Revolutieleer nekt onverdoofde rituele slacht
DEN HAAG – Verlichtingsfundamentalisme, precies waar mr. G. Groen van Prinsterer in ”Ongeloof en Revolutie” al in 1847 voor waarschuwde.
Dat bespeurde CDA-Kamerlid Ormel donderdag na afloop van de hoorzitting in de Kamer over onverdoofd ritueel slachten bij de partijen die dat religieuze gebruik willen verbieden.
Het rondetafelgesprek vond uitgerekend plaats in de zaal die naar Groen was vernoemd. In ”Ongeloof en Revolutie” waarschuwde hij er al voor dat gelovigen van atheïsten geen mededogen kunnen verwachten. „De Revolutieleer ijvert om het geloof te vernietigen.”
Verdraagzaamheid mag daarvan niet worden verwacht. „Het verdraagt alleen een geloof dat zwijgt en buigt en zich aan de vormen en voorschriften van het ongeloof onderwerpt. (…) Geen enkele stellige godsdienst zal worden getolereerd tegenover de eisen van de revolutionaire deugd.”
Dat een seculiere Kamermeerderheid de uitzonderingspositie voor rituele slacht wil schrappen, volgt uit een door Groen al omschreven „regel van de revolutionaire staat.” Die „wil eerbiediging van zijn eigen voorschriften van politiek en moraliteit en verbant elke godsdienst die niet buigt voor deze afgod.”

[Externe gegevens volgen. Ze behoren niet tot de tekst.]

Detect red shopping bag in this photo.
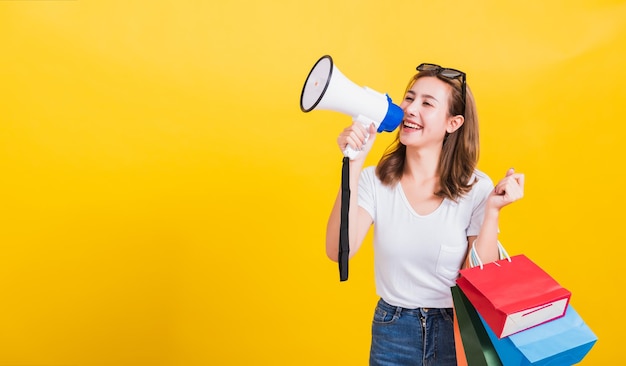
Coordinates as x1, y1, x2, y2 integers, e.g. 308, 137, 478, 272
456, 248, 571, 338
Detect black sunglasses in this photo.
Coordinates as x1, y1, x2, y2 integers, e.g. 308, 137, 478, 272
416, 63, 466, 116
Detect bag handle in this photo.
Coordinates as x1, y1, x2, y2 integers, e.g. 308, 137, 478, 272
469, 240, 511, 269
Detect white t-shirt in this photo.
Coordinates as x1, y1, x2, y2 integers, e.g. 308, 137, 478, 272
358, 166, 494, 309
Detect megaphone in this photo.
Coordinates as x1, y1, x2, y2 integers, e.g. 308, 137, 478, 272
300, 55, 404, 160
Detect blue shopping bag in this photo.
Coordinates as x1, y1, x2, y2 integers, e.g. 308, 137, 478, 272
481, 305, 598, 366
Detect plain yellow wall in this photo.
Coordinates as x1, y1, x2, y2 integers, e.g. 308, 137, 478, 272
0, 0, 626, 366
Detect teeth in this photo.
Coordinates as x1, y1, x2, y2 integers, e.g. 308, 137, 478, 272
404, 121, 421, 129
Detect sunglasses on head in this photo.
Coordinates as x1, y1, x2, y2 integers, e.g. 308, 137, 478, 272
416, 63, 466, 116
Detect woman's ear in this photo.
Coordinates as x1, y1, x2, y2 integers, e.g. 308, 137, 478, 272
446, 114, 465, 133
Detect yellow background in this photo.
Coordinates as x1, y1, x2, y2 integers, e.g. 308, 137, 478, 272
0, 0, 626, 366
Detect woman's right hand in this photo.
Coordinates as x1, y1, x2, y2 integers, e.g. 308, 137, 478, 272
337, 122, 376, 158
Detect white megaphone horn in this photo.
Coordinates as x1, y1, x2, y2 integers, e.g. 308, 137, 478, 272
300, 55, 404, 159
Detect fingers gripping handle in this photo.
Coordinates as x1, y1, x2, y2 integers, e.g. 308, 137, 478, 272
343, 115, 370, 160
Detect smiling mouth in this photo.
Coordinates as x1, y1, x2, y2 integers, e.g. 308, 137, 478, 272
403, 121, 424, 130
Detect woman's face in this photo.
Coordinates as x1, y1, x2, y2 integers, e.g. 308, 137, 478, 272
400, 77, 452, 147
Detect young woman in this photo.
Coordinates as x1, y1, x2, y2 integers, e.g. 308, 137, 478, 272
326, 64, 524, 366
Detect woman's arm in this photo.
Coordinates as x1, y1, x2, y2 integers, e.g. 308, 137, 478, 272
466, 168, 524, 266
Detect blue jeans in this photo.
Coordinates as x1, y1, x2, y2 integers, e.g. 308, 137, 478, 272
370, 299, 456, 366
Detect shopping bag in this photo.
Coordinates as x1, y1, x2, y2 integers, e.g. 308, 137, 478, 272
456, 248, 571, 338
451, 286, 502, 366
453, 310, 468, 366
481, 305, 598, 366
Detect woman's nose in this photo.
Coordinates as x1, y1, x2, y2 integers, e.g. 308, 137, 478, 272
404, 103, 417, 116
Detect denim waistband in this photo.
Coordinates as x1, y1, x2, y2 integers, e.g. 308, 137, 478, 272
378, 298, 453, 316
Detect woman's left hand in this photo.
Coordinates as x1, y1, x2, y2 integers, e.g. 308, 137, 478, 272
489, 168, 524, 210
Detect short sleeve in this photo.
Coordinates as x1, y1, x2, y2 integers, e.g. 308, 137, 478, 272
358, 166, 378, 222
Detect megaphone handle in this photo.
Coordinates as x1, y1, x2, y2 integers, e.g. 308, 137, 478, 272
343, 134, 370, 160
343, 115, 370, 160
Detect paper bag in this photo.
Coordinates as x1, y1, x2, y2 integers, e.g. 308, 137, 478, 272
481, 305, 598, 366
456, 254, 571, 338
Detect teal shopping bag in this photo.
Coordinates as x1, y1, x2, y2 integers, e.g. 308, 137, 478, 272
451, 286, 502, 366
479, 305, 598, 366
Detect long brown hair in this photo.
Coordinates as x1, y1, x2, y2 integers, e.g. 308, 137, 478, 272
376, 70, 479, 201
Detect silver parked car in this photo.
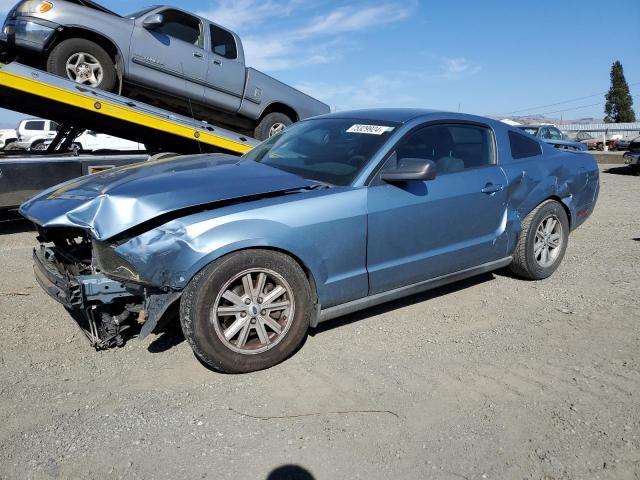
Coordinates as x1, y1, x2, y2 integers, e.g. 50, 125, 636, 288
0, 0, 329, 140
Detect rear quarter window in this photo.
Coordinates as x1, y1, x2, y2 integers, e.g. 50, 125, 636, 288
24, 120, 44, 130
211, 25, 238, 60
509, 130, 542, 159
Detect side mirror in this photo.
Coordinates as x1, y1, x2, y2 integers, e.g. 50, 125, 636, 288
380, 158, 436, 183
142, 13, 164, 30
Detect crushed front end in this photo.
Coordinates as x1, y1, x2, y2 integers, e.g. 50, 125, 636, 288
33, 227, 179, 349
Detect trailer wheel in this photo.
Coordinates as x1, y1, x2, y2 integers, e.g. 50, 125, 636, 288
254, 112, 293, 140
47, 38, 118, 91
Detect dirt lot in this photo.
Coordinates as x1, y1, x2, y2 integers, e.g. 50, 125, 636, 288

Groen schreef verder dat het „levensbeginsel van de Revolutie is het terzijdestellen van de (…) geschiedenis.” Precies dat werd donderdag door Joden scherp gehekeld. „Het totale gebrek aan besef van de historie van de Joden in Nederland en de klaarblijkelijke onmogelijkheid u daarin te verdiepen, raken ons diep, zeer diep”, zei A. T. Eisenmann van de Joodse gemeente te Amsterdam.
Ormel wees donderdag ook op het stellige beroep dat de voorstanders van een verbod op de onverdoofde slacht doen op de wetenschap. „De rede is de toetssteen van de waarheid geworden”, stelde Groen van Prinsterer al. Religieuze voorschriften, ook al zijn ze duizenden jaren oud –zoals de Joden ten aanzien van hun slachtregels graag benadrukken– moeten daaraan ondergeschikt worden gemaakt. Voortschrijdend inzicht en kennis over dierenwelzijn, stellen Thieme c.s., heeft de richtlijnen uit de Talmoed en Koran achterhaald.
Ondanks zijn sombere analyse bleef Groen in ”Ongeloof en Revolutie” overigens optimistisch: „Dat de Revolutie tot staan zal worden gebracht, is zonder twijfel.” Voor de Joden en islamieten was dáár echter donderdag nog niets van te zien.